Slovakian opposition party pushes for higher fees for land-based gaming venues

Slovakian opposition party pushes for higher fees for land-based gaming venues

The Slovakia Movement has criticised a decision to reduce a proposed fee on slots and tables. 

Slovakia.- The Slovakia Movement party, normally presented as business-friendly populists, is pushing for higher fees for land-based gaming venues in the country. The party has criticised government plans to reduce a proposed €9,300 flat fee for each additional device or table by up to 60 per cent.

The government has decided to reduce the proposed fee to €4,400 per slot machine in gaming halls and €6,000 for each video terminal in a physical venue.

MPs Michal Šipoš and Július Jakab continue to push for the €9,300 fee, claiming that the government’s decision to lower the levy will result in €52m in lost revenue for the state. They described the move as a “tax bonus“, arguing that big gambling operators should pay more tax to stop them from “extorting people in Slovakia”, with average player spending said to have increased fourfold.

“People lost one and a half billion in gambling last year. And that’s what makes up profits – profits of extremely wealthy companies that make money from human misery, and here we have a government that cannot tax them,” Jakab said..

Šipoš said Slovakia should look to Austria and Poland as models for their approach to gaming tax.

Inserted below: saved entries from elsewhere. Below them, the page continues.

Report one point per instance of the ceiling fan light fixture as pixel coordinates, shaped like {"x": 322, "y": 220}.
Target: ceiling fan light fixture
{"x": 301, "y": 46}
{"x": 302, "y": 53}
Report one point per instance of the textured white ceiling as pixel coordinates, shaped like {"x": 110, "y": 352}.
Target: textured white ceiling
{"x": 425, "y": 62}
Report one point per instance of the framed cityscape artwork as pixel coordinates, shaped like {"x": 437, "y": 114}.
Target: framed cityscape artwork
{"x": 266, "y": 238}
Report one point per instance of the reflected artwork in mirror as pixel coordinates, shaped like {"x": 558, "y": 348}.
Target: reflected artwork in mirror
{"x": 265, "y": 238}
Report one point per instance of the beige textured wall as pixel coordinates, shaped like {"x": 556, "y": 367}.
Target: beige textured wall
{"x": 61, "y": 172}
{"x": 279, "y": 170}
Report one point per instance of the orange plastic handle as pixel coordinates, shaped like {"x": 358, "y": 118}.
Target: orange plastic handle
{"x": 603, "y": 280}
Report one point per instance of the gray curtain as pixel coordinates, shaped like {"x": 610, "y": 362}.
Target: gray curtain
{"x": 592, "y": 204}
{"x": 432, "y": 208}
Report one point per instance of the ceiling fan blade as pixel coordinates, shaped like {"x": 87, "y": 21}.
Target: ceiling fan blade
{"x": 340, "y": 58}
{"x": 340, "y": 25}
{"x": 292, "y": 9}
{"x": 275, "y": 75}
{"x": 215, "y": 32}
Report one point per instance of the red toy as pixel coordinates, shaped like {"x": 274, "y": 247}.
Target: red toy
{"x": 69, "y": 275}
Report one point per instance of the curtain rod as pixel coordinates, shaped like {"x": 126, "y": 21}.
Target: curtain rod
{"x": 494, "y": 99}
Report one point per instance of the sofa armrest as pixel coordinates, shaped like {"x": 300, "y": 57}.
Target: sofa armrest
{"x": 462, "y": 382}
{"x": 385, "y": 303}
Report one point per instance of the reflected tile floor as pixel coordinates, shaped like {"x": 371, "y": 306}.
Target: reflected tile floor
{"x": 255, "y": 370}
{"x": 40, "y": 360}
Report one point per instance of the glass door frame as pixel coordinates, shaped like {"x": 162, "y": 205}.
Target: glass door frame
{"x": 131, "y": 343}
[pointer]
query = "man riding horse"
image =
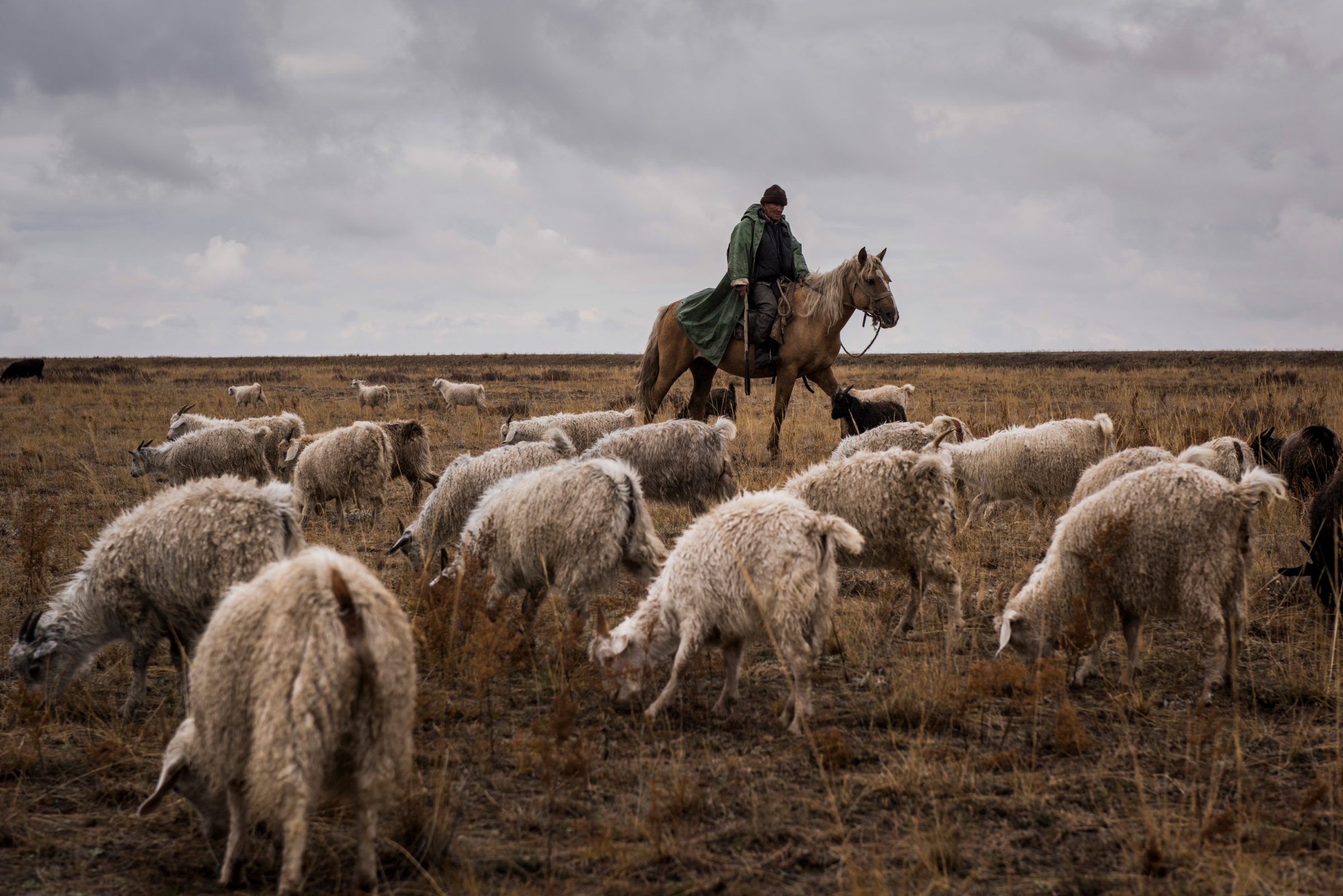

Slovakia currently levies a flat fee per device plus a tax of 27 per cent on GGR. In Poland, there is a 12 per cent tax on stakes for sports betting and a 50 per cent tax on net revenue from slot machines and table games.

There’s also a 10 per cent withholding tax on gambling winnings in Poland. The Ministry of Finance has recently announced plans to increase this tax to 15 per cent from January 2026. The draft proposal would also extend the levy to winnings from international and EU-based gambling platforms, meaning that Polish residents would face tax obligations on cross-border gambling income.

Meanwhile, Slovakia’s Ministry of Finance recently confirmed the appointment of Libuša Baranová as the new director general of Slovakia’s Office for the Regulation of Gambling (ÚRHH). It’s the second change at the top of the gambling regulator this year following the appointment of Jana Mravíková in April.

Mravíková stepped into the position following the departure of Martin Bohoš, who had led the authority since 2019. Finance minister Ladislav Kamenický reassigned Mravíková as director of the Department of Economics and Operations as of October 1.